Ya no existía la antigua división entre países y ciudades, ni había mapas que detallaran con claridad el estado geopolítico de la situación global. Cada territorio era un mundo aparte, donde las distintas facciones coexistían lo mejor que podían con la naturaleza y, en especial, con sus propios pares, sus desesperados y casi siempre temidos vecinos. La antigua Ciudad Autónoma de Buenos Aires se había transformado en la plaza fuerte de la Liga Platense.
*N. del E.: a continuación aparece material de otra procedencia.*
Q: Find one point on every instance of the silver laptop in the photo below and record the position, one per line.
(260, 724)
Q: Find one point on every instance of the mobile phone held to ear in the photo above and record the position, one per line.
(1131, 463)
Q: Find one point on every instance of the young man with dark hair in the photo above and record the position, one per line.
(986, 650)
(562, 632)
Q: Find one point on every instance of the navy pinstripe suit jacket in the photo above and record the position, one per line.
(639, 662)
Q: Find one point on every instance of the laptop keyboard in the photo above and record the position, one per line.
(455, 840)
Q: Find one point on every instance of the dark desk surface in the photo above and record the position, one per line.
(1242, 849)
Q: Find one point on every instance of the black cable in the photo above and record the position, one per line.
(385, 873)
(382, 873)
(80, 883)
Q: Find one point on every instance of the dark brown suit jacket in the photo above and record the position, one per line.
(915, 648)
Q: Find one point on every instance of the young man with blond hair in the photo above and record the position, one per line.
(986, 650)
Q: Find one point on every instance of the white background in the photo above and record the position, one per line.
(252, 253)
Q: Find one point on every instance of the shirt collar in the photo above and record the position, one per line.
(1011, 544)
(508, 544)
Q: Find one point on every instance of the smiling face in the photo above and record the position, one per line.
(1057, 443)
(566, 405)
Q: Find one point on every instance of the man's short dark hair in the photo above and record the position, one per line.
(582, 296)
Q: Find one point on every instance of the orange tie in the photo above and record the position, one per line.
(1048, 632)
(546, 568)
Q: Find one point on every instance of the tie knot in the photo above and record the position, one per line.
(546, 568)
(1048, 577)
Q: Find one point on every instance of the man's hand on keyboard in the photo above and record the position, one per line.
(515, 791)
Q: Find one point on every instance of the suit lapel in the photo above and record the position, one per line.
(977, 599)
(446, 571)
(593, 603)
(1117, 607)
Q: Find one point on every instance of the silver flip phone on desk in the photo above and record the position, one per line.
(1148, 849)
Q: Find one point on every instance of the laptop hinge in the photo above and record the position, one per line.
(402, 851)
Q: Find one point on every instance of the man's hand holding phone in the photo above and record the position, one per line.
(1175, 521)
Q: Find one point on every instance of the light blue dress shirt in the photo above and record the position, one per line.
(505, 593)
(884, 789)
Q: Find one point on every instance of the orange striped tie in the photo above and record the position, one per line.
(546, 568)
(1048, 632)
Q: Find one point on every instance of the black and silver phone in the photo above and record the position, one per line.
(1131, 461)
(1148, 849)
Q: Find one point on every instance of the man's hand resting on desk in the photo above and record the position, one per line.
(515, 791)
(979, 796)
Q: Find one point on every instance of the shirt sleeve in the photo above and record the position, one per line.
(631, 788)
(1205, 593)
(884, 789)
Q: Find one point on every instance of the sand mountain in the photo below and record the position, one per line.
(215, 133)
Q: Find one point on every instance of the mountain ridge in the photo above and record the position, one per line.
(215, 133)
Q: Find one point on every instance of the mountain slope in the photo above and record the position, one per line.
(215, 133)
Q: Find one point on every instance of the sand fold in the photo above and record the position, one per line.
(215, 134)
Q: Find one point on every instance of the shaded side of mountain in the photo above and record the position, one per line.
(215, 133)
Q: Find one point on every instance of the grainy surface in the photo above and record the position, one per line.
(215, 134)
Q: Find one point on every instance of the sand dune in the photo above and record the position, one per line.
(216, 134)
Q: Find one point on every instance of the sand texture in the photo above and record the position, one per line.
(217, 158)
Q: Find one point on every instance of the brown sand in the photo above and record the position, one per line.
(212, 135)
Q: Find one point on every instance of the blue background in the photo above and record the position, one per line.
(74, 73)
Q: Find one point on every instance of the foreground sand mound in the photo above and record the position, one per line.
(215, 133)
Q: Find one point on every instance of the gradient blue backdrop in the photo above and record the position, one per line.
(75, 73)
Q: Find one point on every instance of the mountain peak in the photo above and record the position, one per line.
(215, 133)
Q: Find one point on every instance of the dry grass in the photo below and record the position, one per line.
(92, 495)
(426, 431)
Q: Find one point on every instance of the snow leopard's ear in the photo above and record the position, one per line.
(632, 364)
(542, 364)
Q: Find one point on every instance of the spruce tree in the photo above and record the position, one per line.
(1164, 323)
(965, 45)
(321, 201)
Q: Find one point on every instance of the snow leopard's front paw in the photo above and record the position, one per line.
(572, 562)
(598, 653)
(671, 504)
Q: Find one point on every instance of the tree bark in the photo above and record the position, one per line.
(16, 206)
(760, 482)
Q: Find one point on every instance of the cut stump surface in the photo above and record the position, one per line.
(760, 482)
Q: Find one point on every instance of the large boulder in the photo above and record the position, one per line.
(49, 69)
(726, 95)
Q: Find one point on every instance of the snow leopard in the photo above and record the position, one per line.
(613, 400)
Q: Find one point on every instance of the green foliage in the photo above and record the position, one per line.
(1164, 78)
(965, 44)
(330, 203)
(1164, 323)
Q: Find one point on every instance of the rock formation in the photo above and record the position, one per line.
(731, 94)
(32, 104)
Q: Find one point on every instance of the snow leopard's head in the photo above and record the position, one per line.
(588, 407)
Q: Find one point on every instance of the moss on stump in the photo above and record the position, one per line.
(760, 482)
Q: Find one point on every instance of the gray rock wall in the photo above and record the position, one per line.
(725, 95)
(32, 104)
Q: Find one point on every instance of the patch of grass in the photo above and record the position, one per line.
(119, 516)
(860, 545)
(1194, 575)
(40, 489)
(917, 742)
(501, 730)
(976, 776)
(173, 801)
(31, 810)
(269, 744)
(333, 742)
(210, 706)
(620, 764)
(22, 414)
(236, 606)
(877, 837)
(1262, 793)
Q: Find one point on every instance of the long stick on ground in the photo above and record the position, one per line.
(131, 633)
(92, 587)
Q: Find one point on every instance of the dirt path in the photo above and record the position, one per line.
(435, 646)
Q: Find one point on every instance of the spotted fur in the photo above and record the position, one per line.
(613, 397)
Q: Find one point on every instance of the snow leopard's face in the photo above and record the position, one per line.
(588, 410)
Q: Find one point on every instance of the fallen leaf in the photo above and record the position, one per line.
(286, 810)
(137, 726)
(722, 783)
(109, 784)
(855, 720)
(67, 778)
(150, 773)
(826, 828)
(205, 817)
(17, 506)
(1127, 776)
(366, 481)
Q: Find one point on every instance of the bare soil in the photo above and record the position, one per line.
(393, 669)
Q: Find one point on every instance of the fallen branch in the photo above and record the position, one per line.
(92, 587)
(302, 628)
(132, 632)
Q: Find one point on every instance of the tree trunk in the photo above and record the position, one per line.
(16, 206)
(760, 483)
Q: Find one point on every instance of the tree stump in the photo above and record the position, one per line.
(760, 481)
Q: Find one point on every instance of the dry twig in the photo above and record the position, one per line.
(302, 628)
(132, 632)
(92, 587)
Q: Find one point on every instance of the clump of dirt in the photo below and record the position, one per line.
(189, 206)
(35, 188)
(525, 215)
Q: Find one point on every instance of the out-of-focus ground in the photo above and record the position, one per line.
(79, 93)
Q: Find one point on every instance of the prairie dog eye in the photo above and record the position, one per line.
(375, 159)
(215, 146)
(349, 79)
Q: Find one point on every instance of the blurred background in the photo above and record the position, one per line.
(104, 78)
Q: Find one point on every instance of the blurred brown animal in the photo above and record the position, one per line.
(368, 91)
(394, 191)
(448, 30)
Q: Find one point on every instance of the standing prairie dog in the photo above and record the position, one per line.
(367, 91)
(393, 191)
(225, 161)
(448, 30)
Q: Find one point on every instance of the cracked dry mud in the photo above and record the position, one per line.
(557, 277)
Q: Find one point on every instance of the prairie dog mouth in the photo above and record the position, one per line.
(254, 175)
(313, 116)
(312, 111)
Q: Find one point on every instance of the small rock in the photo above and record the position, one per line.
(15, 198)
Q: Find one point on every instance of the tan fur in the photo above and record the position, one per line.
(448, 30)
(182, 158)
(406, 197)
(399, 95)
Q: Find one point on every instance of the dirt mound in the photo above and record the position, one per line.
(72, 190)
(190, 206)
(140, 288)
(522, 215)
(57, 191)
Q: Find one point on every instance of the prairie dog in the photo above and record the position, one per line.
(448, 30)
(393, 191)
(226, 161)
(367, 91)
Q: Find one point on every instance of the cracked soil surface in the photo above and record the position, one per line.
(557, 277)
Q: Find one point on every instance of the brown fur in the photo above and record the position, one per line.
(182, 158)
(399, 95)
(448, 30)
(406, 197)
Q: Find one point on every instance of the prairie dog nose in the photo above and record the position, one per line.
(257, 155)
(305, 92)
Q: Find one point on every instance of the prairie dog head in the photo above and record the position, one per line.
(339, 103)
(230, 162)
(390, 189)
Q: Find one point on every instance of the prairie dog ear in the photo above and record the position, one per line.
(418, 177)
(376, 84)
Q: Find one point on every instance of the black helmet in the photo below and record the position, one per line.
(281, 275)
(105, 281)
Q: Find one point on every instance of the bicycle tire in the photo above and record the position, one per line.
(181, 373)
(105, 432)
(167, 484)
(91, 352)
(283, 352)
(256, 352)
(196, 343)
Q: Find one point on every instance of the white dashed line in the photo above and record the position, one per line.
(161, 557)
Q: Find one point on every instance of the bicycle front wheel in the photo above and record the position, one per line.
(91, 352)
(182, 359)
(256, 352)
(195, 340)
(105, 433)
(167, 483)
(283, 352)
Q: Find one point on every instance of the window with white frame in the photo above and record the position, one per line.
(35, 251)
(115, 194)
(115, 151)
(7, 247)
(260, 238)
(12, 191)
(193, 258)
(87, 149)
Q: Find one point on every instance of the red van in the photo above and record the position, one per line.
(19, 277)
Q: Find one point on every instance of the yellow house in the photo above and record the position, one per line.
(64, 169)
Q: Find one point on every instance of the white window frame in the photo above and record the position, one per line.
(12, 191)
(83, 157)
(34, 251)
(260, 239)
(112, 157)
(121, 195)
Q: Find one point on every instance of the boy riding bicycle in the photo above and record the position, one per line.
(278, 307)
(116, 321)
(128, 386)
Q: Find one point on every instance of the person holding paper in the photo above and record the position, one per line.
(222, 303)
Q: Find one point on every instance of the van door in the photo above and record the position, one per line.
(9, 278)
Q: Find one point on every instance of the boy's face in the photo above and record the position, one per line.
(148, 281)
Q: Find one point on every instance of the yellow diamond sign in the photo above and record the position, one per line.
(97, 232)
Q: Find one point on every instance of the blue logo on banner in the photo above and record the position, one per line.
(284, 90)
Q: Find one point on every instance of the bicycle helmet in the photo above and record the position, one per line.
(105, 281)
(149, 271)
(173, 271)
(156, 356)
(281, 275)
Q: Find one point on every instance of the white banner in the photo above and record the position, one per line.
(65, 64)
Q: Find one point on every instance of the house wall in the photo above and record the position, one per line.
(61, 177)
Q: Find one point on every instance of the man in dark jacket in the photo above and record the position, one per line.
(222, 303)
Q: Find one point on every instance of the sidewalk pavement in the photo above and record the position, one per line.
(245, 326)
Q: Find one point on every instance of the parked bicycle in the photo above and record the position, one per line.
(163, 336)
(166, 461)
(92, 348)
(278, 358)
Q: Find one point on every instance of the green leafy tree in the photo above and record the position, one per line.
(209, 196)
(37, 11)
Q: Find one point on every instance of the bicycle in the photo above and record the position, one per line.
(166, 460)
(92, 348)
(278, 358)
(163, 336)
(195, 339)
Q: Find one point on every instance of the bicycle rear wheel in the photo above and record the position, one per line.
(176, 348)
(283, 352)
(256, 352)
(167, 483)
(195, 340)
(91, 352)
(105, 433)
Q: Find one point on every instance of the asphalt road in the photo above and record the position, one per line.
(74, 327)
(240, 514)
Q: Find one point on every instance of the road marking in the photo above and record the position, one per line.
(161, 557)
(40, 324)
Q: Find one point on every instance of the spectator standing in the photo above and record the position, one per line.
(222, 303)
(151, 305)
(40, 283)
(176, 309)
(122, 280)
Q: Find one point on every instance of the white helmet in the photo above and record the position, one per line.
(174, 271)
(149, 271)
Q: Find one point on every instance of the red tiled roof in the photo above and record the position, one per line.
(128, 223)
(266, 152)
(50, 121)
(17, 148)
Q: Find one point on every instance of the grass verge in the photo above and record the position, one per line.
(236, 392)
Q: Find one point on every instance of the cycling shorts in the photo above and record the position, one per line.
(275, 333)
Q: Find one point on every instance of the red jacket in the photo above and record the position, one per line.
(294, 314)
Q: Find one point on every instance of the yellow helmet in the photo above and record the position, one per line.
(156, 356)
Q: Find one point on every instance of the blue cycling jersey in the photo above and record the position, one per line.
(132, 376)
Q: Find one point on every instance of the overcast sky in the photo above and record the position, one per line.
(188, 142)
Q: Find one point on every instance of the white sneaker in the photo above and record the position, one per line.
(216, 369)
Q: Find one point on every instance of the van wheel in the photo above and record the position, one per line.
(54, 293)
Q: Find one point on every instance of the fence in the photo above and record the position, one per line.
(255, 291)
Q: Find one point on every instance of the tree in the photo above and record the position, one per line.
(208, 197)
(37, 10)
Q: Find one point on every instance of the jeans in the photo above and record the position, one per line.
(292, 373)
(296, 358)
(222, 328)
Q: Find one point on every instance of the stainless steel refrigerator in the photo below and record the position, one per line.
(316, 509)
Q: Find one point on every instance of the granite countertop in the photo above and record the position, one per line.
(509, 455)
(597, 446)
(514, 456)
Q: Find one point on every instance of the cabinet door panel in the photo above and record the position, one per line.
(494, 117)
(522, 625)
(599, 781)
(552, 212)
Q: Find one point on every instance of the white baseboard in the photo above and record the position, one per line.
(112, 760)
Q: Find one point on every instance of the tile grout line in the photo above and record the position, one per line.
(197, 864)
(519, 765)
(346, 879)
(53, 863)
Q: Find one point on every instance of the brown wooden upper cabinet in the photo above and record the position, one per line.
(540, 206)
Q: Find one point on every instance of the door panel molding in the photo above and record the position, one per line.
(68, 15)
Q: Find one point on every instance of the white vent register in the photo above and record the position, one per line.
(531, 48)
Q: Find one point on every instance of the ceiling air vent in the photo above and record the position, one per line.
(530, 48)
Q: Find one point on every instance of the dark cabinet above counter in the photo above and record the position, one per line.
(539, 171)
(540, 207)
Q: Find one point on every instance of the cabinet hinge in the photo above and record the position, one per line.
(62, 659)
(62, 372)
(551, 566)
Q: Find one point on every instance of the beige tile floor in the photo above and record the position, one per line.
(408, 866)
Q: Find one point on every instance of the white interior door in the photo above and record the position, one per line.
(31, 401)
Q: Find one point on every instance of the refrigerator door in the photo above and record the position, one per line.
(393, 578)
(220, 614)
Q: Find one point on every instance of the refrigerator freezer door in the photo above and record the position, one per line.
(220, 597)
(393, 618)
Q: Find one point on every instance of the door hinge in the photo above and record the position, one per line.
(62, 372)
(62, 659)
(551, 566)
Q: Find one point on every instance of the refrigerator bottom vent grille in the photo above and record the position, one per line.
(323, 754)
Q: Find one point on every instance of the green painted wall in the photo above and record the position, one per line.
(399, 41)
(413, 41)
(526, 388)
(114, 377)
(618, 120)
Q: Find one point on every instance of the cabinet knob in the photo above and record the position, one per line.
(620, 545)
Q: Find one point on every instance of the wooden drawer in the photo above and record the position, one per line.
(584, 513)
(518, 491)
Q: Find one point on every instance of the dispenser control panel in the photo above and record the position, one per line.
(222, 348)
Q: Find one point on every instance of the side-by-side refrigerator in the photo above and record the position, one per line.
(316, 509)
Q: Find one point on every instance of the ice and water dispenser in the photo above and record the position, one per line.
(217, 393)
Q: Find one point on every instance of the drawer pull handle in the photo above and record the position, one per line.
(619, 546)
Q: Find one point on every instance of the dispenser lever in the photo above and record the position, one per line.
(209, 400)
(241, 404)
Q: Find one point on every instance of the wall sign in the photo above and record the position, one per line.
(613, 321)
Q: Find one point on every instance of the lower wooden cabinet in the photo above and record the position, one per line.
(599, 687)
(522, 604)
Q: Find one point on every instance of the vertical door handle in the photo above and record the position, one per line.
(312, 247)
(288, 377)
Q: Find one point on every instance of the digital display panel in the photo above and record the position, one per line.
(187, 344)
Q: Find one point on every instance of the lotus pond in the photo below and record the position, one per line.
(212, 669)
Temerosos del resto de las poblaciones, y a la vez ávidos por conservar para ellos mismos los beneficios comerciales que esa particular zona les brindaba, por su cercanía al gran río y por ende al océano, los porteños habían levantado un gigantesco muro que todos apodaban “la Barca”, y que circunvalaba la totalidad de esa extensa comarca que otrora había pertenecido a la jurisdicción de la ya extinta Capital Federal. En los alrededores de la descomunal, imponente muralla fortificada, se desplegaba una serie de bosques, planicies, descampados y pantanos que en su conjunto constituía un vasto y escabroso territorio, antiguamente conocido como el Conurbano Bonaerense. En líneas generales, aquella amplia región que antaño conformaba la provincia de Buenos Aires se había convertido en tierra de nadie y de todos a la vez. Allí, diversos asentamientos pertenecientes a la vieja, mustia y siempre beligerante Confederación Andina se distribuían los terrenos de manera anárquica, y por demás sanguinaria. Vivían en una perenne disputa, cada grupo haciendo flagrar sus petulantes banderas al viento, tal como en tiempos ya demasiado lejanos solían hacer las huestes de los señores feudales, en la época en que los castillos medievales inundaban los paisajes de Europa y los reyes dominaban la historia, convencidos de su grandeza, efímera en verdad, y embriagados por esa narcotizante falacia que en definitiva demostró ser la insostenible ilusión de su poder eterno.